Banshee, in a word, is cool. It’s a great looking program, for one. It’s very feature rich with integrated CD burning, ripping, tag editing, podcasting, Last.fm support, music sharing (via DAAP), music recommendation as well as lots of other nifty plugins. Banshee is also one of the premier applications built with Mono, which makes it even more interesting. The only problems I see here are performance issues. Banshee (especially the search feature) tends to choke on my 18,739 song library. However, Aaron and Gabriel have some very exciting things in store for us that should make slow searching a thing of the past.
Exaile is written in Python and aims to be a GTK+ equivalent to Amarok. I’ll be honest… I don’t like Amarok, so It’s probably no surprise that I don’t really care for Exaile, either. It seemed to deal with a large library pretty gracefully and has a lot of nice features like a cover art finder and a large number of plugins. If you like Amarok, but want something that will integrate well with Gnome, give this a shot.
Listen is truly an amazing piece of software. Its interface is very easy to use, probably the best execution of a “play queue” arrangement I’ve ever seen. It’s ability to dynamically grab cover art, Wikipedia articles and lyrics from the web make it very appealing to metadata junkies. It’ll also integrate somewhat with Last.fm and do some web radio and podcasting stuff. My only complaint is that I’ve had some stability issues, though I’m told they have since been resolved. Definitely give this one a shot.
I haven’t spent much time with Quod Libet, but the degree to which it can be customized is staggering. You can choose from many different views including the iTunes style paned view or the pictured album list. In the album list, you can customize (with html, apparently) exactly how the albums are listed. The depth in which in utilizes metadata is striking and the included tag editor (Ex Falso) is handy to boot.
Rhythmbox is written in C so it’s quick, it doesn’t choke on large libraries, it’s competitive in terms of features and it will actually monitor my music folder and remove songs when I delete them or add the new ones in a sensible manner. One thing it does do that is rather unique is the integrate with the Magnatune and Jamendo online music stores. It’s really just a great all around player. That’s not to say it doesn’t have it’s own little shortcomings, like how it manages to be slightly offensive to the eye, though I can never put my finger on why.

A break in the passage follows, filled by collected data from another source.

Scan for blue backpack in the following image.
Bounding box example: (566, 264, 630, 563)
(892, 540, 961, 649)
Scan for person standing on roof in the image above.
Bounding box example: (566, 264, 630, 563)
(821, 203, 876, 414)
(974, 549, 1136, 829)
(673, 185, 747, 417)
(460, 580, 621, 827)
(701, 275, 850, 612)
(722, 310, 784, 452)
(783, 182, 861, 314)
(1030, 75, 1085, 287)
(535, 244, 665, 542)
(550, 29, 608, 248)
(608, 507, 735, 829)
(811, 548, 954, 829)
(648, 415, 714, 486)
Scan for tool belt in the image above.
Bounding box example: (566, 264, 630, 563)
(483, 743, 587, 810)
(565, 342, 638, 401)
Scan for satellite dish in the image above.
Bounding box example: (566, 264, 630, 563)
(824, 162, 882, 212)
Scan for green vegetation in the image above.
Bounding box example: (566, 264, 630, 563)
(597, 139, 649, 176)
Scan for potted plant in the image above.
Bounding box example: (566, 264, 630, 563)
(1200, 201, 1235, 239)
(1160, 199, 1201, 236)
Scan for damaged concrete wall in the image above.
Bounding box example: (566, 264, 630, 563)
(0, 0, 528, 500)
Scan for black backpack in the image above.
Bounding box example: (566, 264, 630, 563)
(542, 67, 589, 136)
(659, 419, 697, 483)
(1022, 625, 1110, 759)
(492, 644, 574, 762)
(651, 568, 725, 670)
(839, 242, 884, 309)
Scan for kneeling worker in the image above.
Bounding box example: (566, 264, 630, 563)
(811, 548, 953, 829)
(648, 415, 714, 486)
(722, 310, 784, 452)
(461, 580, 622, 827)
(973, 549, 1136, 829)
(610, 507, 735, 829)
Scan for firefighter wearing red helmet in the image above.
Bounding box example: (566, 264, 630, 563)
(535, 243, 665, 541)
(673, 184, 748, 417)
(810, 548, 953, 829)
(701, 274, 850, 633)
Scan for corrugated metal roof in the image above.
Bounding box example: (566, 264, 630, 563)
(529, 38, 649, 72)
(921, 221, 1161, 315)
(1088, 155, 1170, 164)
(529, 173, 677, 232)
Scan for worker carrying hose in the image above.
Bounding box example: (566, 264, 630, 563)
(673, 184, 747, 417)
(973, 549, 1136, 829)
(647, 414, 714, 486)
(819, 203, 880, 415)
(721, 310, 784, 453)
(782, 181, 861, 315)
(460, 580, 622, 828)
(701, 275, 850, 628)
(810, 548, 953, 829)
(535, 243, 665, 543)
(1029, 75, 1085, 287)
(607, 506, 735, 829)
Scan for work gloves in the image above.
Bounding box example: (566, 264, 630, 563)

There is a basic feature set shared by pretty much all the players. They’ll all show you cover art (most of them will even find and download it for you), most of them will let you share your music or listen to other people’s shared music via DAAP, they all offer some level of integration with Last.fm, they’ll all provide notifications via libnotify… there are really only a few major differences in terms of features, and even those are rapidly changing due to the fact that most of the players are extensible.
Things are looking pretty good for those of us using the Gnome desktop environment. All of the players we looked at today are feature rich and very usable and give you a lot of room to decide exactly how you want to manage your music. That freedom of choice is exactly what is so special about open source software, and it’s great to see that exemplified in software that we use every day.
So which one do I use? Well, I use Sound Juicer to rip my CDs and I tag and rename all of my music with MusicBrainz PicardQT and do most of my listening with Rhythmbox and burning with Serpentine. I find Rhythmbox’s speed and stability to be the deciding factors (rather than things like integrated ripping and burning), as it’s the player whose search isn’t painfully slow. That could very well change, though, with the upcoming release of the new generation Banshee.
You’ll also notice I didn’t make any mention of iPods. I don’t own an MP3 player, especially not an iPod. I’m a very big believer in open source software and Apple and their iPod are the antithesis of that in every way. If iPod support is important with you, I’d recommend you check the sites for each individual player and see where their support is, but not before you consider picking up a more Linux-friendly player.